How to address malicious inputs.

You can see how we can pretty quickly go from an innocuous-seeming vulnerability to a full-blown data breach. It gets even more complicated if you start to consider user-generated content, like comments, forums, or social media. And this is only using our exploit to send things to users; we could potentially be trying to mess with the server computer, or its database, or any other system that powers the site.

There are a couple of ways we address this. First, can clean out anything that we’re given that we don’t want. This is known as "sanitizing" the input. For instance, if I’m expecting a credit card number, I can throw away anything that’s not a numeric digit. If I’m expecting a US State abbreviation, I can toss out anything that isn’t a two-letter alphabetic character.

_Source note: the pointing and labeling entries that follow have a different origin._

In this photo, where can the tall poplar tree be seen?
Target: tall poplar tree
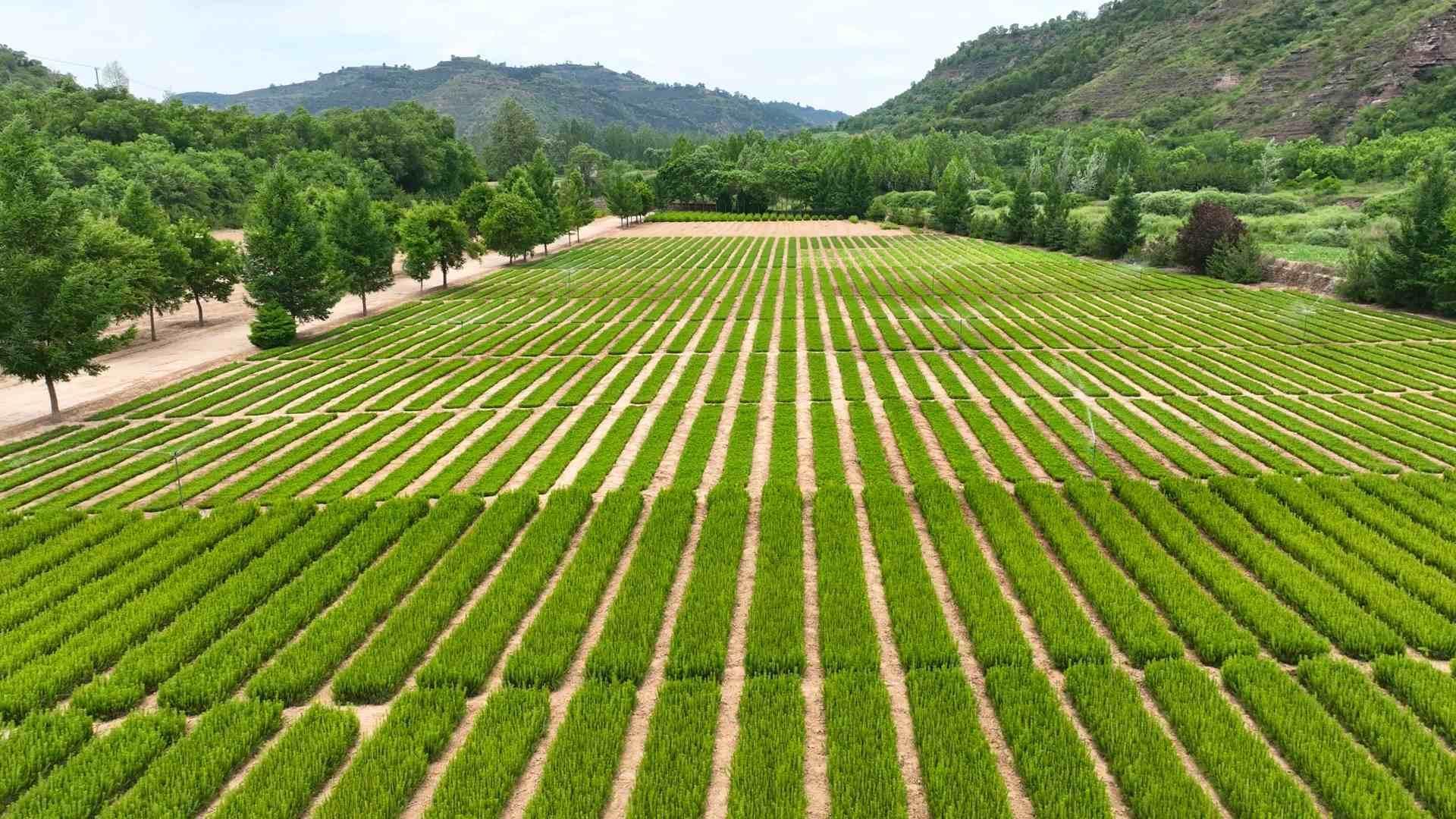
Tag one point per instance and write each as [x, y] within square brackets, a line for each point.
[58, 273]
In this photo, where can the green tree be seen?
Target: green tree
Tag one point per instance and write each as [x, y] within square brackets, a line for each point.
[433, 235]
[472, 206]
[213, 267]
[510, 226]
[287, 257]
[1123, 226]
[574, 203]
[642, 197]
[952, 197]
[542, 178]
[58, 290]
[587, 161]
[622, 193]
[1021, 216]
[271, 327]
[362, 241]
[158, 287]
[1414, 270]
[513, 137]
[1053, 224]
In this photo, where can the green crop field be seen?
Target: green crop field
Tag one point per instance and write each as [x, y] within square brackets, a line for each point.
[855, 526]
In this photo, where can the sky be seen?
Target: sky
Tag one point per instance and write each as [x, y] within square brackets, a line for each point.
[845, 55]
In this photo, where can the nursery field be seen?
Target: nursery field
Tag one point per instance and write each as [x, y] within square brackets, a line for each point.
[856, 526]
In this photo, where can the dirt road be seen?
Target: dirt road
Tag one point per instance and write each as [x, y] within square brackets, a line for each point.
[182, 347]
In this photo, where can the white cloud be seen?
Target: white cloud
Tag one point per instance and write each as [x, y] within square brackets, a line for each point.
[848, 55]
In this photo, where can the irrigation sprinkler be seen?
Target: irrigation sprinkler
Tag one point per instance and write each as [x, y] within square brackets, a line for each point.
[175, 453]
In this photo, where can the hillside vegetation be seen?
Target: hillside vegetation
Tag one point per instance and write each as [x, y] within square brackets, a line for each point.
[471, 91]
[1261, 67]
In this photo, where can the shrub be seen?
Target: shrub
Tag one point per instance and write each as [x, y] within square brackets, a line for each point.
[1237, 260]
[273, 327]
[1206, 228]
[1359, 283]
[1159, 251]
[1329, 238]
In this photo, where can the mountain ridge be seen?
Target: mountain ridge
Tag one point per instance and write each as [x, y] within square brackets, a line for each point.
[471, 89]
[1282, 69]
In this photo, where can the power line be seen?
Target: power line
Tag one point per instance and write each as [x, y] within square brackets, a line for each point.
[95, 69]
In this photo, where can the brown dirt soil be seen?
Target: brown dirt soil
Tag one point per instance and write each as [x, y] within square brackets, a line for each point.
[184, 349]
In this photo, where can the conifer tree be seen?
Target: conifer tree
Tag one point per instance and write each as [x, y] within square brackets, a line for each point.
[1417, 271]
[1122, 229]
[1021, 216]
[542, 178]
[952, 197]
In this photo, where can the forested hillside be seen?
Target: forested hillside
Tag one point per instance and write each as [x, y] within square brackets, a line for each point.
[1280, 69]
[206, 164]
[18, 69]
[471, 91]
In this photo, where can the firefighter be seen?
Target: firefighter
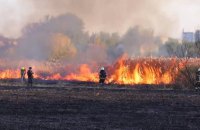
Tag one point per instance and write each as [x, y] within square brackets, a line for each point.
[30, 76]
[102, 75]
[198, 78]
[23, 73]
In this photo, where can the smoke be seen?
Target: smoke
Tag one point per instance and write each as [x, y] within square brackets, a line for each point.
[63, 38]
[112, 15]
[98, 15]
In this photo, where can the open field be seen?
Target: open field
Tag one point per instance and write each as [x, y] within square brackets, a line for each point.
[90, 106]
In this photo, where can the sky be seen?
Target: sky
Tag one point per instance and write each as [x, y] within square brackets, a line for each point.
[165, 17]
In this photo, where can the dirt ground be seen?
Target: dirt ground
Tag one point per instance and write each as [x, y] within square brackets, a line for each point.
[89, 107]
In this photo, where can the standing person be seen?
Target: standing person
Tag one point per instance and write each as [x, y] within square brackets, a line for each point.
[30, 76]
[102, 75]
[198, 79]
[23, 73]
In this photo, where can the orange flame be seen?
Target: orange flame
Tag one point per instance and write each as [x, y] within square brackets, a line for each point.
[124, 71]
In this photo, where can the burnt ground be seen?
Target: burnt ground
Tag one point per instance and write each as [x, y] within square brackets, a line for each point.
[89, 106]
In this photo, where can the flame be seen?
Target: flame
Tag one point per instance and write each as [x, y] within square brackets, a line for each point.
[124, 71]
[143, 71]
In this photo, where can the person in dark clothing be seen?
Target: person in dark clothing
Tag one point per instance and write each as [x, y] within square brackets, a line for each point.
[102, 75]
[30, 76]
[23, 74]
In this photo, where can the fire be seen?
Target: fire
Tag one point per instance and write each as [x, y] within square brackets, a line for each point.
[143, 71]
[124, 71]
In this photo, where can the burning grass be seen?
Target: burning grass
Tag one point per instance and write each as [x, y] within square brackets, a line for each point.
[123, 71]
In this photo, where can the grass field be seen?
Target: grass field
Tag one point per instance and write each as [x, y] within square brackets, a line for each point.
[90, 106]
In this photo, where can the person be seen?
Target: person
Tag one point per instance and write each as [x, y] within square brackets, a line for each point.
[102, 75]
[30, 76]
[23, 73]
[198, 78]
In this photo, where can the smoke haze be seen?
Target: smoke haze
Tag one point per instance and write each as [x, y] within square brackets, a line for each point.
[98, 15]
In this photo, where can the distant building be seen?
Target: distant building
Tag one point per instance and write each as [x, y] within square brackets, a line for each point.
[197, 36]
[188, 37]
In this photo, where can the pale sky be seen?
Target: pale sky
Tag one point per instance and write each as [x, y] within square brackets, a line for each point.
[166, 17]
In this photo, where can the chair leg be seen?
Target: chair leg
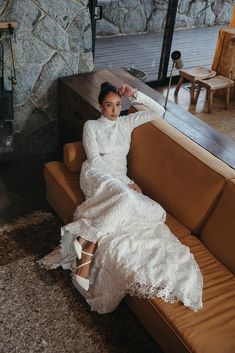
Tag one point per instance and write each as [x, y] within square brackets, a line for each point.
[181, 80]
[197, 93]
[192, 93]
[210, 100]
[227, 97]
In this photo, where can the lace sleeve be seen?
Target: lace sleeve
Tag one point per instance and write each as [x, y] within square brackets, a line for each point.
[154, 111]
[91, 146]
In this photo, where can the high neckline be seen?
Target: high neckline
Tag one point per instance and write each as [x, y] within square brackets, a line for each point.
[106, 120]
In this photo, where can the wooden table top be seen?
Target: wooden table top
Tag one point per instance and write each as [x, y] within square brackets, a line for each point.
[88, 86]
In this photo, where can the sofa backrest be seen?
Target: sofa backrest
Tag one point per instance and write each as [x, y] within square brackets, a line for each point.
[173, 170]
[218, 234]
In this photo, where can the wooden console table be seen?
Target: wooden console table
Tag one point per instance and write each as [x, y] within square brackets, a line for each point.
[78, 102]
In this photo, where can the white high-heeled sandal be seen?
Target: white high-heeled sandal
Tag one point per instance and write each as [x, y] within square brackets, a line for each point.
[83, 282]
[78, 248]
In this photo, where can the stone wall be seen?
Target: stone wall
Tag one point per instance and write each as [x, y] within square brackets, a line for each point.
[136, 16]
[53, 39]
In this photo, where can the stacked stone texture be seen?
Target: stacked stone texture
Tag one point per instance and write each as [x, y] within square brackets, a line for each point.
[53, 39]
[136, 16]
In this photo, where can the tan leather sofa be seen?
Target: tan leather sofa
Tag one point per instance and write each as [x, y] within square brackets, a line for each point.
[198, 192]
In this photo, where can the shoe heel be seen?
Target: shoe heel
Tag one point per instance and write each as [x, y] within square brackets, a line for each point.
[78, 248]
[83, 282]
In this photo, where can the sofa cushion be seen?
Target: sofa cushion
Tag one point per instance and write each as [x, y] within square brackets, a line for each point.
[212, 328]
[178, 229]
[185, 186]
[218, 233]
[63, 191]
[74, 156]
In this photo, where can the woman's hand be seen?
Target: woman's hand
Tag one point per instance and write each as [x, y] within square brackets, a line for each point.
[127, 91]
[135, 187]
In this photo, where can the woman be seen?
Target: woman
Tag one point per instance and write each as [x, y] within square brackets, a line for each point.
[118, 242]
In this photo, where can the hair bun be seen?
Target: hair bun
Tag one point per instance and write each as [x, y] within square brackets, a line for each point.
[105, 85]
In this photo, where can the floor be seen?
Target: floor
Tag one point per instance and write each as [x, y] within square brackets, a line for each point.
[221, 119]
[22, 187]
[143, 51]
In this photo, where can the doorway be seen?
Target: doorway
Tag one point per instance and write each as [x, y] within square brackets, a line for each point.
[148, 53]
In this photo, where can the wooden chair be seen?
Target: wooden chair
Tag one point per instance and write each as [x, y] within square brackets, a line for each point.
[213, 84]
[193, 75]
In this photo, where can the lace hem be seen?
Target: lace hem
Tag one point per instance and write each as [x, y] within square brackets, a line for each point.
[141, 290]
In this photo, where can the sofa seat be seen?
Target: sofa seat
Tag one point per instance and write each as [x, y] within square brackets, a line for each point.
[64, 195]
[178, 229]
[213, 326]
[63, 190]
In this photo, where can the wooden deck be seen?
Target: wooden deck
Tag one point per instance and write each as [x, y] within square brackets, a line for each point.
[142, 51]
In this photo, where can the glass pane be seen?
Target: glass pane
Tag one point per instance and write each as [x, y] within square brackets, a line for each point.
[131, 37]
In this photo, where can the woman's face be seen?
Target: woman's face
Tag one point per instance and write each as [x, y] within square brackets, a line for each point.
[111, 106]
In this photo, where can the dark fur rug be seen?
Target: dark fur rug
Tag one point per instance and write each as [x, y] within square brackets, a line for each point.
[41, 311]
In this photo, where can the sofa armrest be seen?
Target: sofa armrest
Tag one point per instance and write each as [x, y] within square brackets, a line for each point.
[74, 155]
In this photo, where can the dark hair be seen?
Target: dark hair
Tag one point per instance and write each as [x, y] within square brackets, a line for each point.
[105, 88]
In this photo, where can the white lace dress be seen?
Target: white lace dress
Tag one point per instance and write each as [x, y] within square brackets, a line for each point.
[137, 253]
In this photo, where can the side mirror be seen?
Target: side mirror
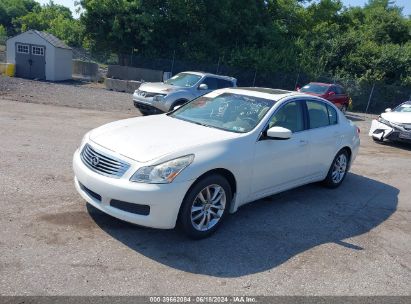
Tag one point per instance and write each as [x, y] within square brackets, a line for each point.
[203, 86]
[279, 133]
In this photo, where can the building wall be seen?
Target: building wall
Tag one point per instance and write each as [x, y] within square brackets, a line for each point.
[63, 67]
[32, 38]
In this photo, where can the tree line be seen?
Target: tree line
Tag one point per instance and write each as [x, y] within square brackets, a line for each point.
[370, 43]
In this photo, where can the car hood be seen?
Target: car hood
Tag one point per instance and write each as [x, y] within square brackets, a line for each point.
[157, 87]
[397, 117]
[151, 137]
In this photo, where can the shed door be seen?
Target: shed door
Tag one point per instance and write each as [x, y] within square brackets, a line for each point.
[30, 61]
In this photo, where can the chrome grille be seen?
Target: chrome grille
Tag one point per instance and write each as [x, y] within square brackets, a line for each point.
[103, 164]
[146, 94]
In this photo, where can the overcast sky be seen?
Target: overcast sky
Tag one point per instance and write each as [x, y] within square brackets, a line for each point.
[406, 4]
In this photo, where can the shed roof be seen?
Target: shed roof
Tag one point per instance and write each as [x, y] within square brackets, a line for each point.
[53, 40]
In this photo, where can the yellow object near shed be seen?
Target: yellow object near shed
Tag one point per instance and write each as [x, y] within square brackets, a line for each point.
[7, 69]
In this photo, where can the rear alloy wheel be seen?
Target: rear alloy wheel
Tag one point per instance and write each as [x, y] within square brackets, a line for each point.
[338, 170]
[205, 206]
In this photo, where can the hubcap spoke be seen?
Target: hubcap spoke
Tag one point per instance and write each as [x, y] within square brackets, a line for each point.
[198, 216]
[195, 208]
[217, 191]
[201, 197]
[339, 168]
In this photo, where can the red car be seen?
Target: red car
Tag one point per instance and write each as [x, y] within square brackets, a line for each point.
[332, 92]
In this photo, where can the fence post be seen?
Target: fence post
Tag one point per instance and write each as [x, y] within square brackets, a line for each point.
[255, 75]
[296, 81]
[172, 63]
[369, 98]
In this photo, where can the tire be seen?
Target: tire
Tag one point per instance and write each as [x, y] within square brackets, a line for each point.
[198, 209]
[377, 140]
[338, 170]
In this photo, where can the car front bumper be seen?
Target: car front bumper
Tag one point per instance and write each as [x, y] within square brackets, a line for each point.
[130, 201]
[147, 104]
[380, 131]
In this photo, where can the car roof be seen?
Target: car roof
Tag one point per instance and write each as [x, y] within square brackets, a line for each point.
[266, 93]
[327, 84]
[199, 73]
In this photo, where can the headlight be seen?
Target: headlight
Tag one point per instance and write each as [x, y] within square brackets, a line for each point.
[85, 139]
[163, 173]
[158, 97]
[382, 120]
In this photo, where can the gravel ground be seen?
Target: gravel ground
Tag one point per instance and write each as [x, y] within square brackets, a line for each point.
[75, 94]
[354, 240]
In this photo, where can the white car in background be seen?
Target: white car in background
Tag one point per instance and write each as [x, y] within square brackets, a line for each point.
[393, 125]
[214, 154]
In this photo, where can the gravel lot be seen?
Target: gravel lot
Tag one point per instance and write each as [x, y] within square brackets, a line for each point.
[74, 94]
[355, 240]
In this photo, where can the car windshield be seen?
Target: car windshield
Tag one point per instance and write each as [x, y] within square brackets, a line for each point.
[405, 107]
[183, 80]
[314, 88]
[228, 111]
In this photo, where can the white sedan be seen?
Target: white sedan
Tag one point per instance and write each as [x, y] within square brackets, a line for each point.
[394, 125]
[214, 154]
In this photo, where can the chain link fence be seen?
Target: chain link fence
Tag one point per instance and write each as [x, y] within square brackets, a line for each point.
[368, 97]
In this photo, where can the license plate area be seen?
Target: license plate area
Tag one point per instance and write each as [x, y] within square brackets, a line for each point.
[405, 135]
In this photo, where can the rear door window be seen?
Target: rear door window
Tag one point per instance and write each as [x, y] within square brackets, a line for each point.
[211, 83]
[318, 114]
[332, 115]
[289, 116]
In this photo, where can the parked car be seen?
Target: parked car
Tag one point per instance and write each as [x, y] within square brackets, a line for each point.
[393, 125]
[160, 97]
[332, 92]
[214, 154]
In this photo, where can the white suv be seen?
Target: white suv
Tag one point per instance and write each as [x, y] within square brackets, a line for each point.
[160, 97]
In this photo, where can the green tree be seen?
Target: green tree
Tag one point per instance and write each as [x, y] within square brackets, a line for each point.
[12, 9]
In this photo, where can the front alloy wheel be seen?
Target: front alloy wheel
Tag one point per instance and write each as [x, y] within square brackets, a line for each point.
[208, 207]
[205, 206]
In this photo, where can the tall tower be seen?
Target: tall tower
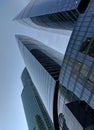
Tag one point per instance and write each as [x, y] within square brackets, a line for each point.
[55, 14]
[77, 74]
[44, 71]
[36, 114]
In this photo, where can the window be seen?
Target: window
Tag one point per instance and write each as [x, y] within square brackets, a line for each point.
[88, 47]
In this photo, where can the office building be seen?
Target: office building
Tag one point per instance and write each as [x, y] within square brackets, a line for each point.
[74, 92]
[55, 14]
[36, 114]
[44, 72]
[77, 75]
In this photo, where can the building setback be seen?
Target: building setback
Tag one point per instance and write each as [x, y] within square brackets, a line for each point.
[36, 114]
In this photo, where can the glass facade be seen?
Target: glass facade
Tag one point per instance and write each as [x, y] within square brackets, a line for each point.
[77, 72]
[36, 114]
[43, 70]
[53, 14]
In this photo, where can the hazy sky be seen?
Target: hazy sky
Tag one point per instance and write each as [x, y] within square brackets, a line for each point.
[11, 63]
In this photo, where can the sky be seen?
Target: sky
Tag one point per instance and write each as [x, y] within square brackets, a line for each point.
[11, 63]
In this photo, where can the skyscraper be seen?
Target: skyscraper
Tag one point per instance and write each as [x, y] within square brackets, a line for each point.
[73, 103]
[36, 114]
[44, 72]
[77, 74]
[52, 13]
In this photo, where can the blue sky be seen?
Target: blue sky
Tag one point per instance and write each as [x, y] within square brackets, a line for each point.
[11, 63]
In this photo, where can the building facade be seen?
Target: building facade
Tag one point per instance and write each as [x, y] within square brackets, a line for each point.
[55, 14]
[44, 71]
[69, 100]
[36, 114]
[77, 74]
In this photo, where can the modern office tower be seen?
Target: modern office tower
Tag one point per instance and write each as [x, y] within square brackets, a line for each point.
[56, 14]
[36, 114]
[44, 72]
[77, 75]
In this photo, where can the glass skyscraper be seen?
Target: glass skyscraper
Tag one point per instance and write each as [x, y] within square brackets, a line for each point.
[58, 14]
[77, 74]
[44, 71]
[36, 114]
[72, 91]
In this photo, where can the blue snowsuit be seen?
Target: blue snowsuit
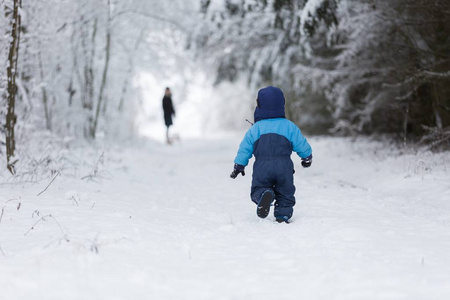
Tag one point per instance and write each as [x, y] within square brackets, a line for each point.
[272, 139]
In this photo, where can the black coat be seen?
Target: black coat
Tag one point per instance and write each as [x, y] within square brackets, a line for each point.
[169, 111]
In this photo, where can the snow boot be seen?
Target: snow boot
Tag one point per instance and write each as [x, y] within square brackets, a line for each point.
[264, 203]
[283, 219]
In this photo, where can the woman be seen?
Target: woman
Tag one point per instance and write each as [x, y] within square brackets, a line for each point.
[168, 111]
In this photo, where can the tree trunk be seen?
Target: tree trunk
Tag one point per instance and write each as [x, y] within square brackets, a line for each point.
[48, 123]
[11, 71]
[105, 74]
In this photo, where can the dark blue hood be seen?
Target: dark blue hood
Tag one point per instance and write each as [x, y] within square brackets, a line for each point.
[270, 104]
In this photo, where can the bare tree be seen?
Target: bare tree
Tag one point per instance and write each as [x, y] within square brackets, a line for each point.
[11, 118]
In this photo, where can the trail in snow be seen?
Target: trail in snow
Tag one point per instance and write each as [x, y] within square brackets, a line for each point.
[169, 223]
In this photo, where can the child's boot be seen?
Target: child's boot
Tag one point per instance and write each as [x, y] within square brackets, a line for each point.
[264, 203]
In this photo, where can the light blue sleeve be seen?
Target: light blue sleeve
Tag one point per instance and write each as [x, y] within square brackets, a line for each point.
[245, 151]
[299, 143]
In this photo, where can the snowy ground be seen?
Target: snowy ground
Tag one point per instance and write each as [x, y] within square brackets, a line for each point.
[160, 222]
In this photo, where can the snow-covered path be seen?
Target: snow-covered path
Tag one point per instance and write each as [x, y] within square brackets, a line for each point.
[169, 223]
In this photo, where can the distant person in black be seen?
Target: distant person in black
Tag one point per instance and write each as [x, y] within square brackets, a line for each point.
[169, 111]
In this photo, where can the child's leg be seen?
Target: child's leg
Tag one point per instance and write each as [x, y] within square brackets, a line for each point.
[261, 181]
[284, 192]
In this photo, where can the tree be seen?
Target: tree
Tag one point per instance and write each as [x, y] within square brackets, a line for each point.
[13, 14]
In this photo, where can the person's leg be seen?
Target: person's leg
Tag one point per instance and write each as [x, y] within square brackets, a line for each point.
[284, 191]
[167, 135]
[262, 193]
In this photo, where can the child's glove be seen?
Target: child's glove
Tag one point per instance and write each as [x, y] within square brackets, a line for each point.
[307, 161]
[237, 169]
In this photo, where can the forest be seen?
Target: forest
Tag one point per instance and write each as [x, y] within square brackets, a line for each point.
[147, 151]
[368, 67]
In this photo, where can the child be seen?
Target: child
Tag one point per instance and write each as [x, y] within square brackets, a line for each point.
[272, 139]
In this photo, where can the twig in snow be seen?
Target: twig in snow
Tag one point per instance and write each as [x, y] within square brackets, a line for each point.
[94, 171]
[43, 219]
[3, 208]
[49, 184]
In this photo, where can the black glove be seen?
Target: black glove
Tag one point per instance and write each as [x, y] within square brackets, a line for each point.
[237, 169]
[307, 161]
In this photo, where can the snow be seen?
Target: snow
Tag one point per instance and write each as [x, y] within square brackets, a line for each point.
[167, 222]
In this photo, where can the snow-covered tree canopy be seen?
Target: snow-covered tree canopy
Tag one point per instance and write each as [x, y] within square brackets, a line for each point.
[355, 66]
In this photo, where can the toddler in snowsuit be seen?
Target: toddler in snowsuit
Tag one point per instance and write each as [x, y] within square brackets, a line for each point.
[272, 139]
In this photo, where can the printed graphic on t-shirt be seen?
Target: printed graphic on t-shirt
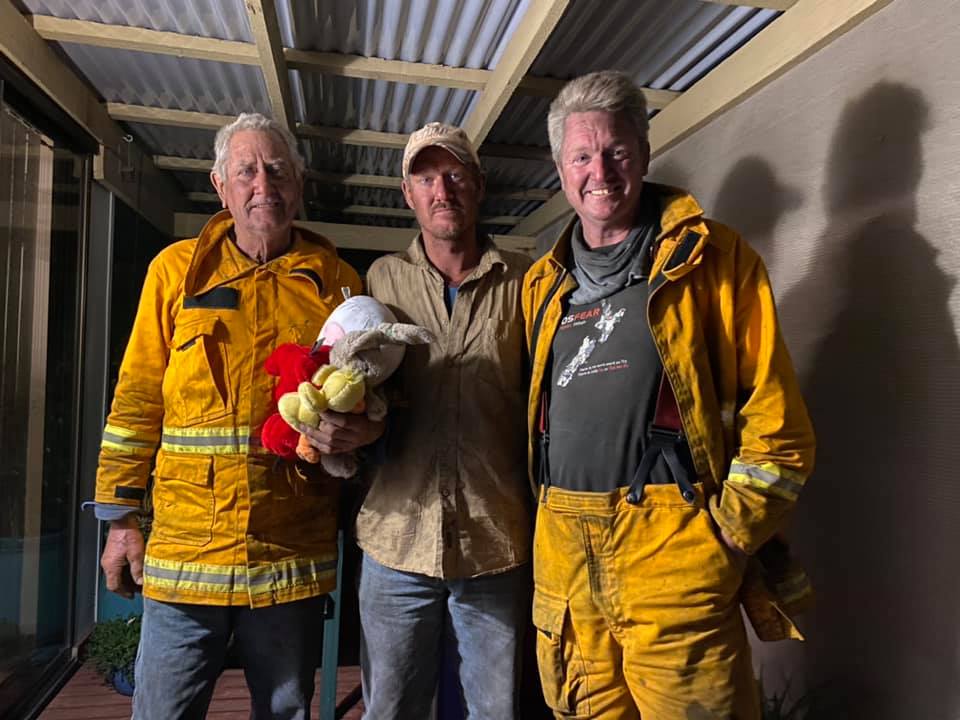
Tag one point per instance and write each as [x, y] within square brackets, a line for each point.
[604, 371]
[606, 322]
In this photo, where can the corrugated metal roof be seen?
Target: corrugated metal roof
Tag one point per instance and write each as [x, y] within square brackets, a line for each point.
[223, 19]
[175, 141]
[377, 104]
[165, 81]
[660, 44]
[466, 33]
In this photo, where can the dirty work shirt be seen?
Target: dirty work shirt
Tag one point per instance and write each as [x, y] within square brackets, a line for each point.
[606, 372]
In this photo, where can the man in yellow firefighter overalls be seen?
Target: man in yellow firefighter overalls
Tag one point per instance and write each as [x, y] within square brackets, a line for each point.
[241, 544]
[667, 431]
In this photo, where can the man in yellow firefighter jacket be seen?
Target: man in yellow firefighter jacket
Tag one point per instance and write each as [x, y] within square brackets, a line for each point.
[241, 544]
[651, 500]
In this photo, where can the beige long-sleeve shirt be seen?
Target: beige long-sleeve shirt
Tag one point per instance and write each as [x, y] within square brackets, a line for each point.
[452, 498]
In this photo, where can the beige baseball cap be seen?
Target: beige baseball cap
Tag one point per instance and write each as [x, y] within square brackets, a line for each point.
[452, 139]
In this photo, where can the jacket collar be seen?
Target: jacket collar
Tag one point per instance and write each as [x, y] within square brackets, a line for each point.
[217, 259]
[683, 235]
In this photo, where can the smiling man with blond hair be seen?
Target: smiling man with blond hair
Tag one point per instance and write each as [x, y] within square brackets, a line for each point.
[669, 438]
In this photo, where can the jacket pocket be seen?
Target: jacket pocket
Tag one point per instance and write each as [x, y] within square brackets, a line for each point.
[196, 385]
[183, 502]
[554, 655]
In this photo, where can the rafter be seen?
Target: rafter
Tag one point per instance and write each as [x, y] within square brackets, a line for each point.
[388, 182]
[121, 166]
[548, 87]
[808, 26]
[123, 37]
[346, 136]
[522, 49]
[266, 34]
[805, 28]
[358, 66]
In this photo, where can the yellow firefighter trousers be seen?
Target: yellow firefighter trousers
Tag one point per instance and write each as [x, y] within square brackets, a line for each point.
[636, 609]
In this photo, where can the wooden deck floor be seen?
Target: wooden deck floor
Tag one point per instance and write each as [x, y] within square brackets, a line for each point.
[87, 697]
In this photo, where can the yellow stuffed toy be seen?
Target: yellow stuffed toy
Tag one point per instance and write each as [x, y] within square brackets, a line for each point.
[366, 346]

For more general text inputs, most modern web frameworks provide some type of cleaning function that removes special characters, or turns them into versions that can be rendered safely. Here’s what our italic example looks like with sanitized input; the angle brackets are displayed as symbols instead of rendered as HTML:

Screenshot 2024-04-17 at 13.02.33.png

In many modern systems, this sort of filtering is enabled by default; systems like .Net MVC actually make developers intentionally opt out of the filtering behavior so developers don’t have to remember to clean input. 

Beyond sanitation.

As with all security topics, it’s important to provide a layered defense. Even in situations where filtering is automatic, we still use code reviews to double-check that we’ve done things well. We also use regular external scans to make sure that if there’s a problem, we find it first. Finally, active web application firewalls will examine requests to try to prevent malicious input as a last line of defense. Here’s the result I got on the example above when I tried to send in a script tag, which shows that the firewall is doing its job: 

Screenshot 2024-04-17 at 13.13.29.png

As methods of attack become increasingly sophisticated, the importance of robust security measures in web development can’t be overstated. By treating all user inputs as potential threats and implementing sanitizing techniques, developers can significantly reduce the risk of security breaches.